New book offers advice for peddling passes
Steamboat Springs — Managers of local bicycle shops say they are selling more road bikes than at anytime in the preceding 10 years.
Several credit the resurgence to Lance Armstrong’s stirring assault on Alpe de Huez in the Tour de France. Translation: many of those shiny new bikes with the startlingly skinny tires will be headed for the summits of Colorado’s mountain passes this summer.
Kurt Magsamen’s timing is perfect. With the images of Armstrong leaving his competition in the dust still fresh in our minds, Magsamen has authored a new book devoted to helping citizen riders launch their own climb to the heights.
“Cycling Colorado’s Mountain Passes” offers detailed information about cycling 34 of Colorado’s most noteworthy mountain passes. They are organized by geographical regions of the state.

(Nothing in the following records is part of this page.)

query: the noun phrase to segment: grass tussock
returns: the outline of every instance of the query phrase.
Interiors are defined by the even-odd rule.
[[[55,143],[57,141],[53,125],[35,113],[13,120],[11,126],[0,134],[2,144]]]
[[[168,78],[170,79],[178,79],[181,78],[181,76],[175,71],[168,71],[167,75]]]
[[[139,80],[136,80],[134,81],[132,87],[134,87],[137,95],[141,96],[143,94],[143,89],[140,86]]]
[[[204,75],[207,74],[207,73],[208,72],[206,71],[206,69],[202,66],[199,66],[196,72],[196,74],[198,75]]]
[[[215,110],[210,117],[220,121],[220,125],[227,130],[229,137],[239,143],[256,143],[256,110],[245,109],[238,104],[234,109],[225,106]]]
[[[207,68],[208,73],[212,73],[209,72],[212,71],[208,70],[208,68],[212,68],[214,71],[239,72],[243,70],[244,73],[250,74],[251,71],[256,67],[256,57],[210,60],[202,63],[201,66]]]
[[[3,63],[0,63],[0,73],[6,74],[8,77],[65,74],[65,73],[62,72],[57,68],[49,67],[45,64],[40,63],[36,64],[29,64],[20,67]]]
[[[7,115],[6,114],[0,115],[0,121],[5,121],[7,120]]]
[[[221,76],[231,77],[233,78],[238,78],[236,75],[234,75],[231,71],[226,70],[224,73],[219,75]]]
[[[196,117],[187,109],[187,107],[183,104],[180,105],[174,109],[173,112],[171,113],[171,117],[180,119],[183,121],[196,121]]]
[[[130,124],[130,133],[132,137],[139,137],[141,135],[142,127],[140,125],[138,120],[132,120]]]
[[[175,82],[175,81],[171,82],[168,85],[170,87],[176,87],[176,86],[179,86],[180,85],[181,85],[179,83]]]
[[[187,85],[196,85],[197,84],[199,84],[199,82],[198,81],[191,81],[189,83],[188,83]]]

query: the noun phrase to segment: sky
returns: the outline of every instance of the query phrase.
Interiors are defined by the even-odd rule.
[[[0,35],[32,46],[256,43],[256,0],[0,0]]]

Routt County’s Rabbit Ears and Gore passes are right up front.
“I’ve been riding in Colorado for 20 years and always, the high passes have had a special attraction not unlike the summits of big peaks,” Magsamen writes in his introduction. “Whenever I wanted to ride a pass, the first source of information was whatever tattered road atlas was at hand. These contain precious little information for a cyclist. How steep is the grade? How sustained? A summit elevation is fine, if it’s on the map at all. But what about a starting elevation?”
Magsamen provides all that information plus the best points for starting and stopping the ride. He also addresses traffic and safety conditions.
But the best part of each chapter is a “mileage log” which describes the climb by linking conditions to precise mileage points. This information combined with clear maps and charts showing the elevation profile of the climb and descent, make it possible for cyclists to anticipate riding passes they’ve never seen before.
For example, Magsamen writes of Red Mountain Pass (the Million Dollar Highway), beginning from Silverton: 1.1 The Columbine, a ghost restaurant; 6.9 Old buildings. The road is poor and gets narrower; 7.6 Prominent 20 mph curve; 9.0 road is extremely narrow; 9.7 Start climbing.
Magsamen routinely begins most of his narratives from either the north or east side of the pass, depending on its orientation. That makes his narrative on Rabbit Ears a little odd for Steamboat readers, because he starts his ride from Muddy Pass on the east side. That’s something almost no one in Steamboat does, even though it’s by far the easiest approach.
Of the long downhill from the West summit of Rabbit Ears into the Yampa Valley, Magsamen writes: “The western side is a rocket ride down and conversely, an unrelenting grind up.”
“Cycling Colorado’s Mountain Passes” would be useful to any hill climber looking to push his or her limits.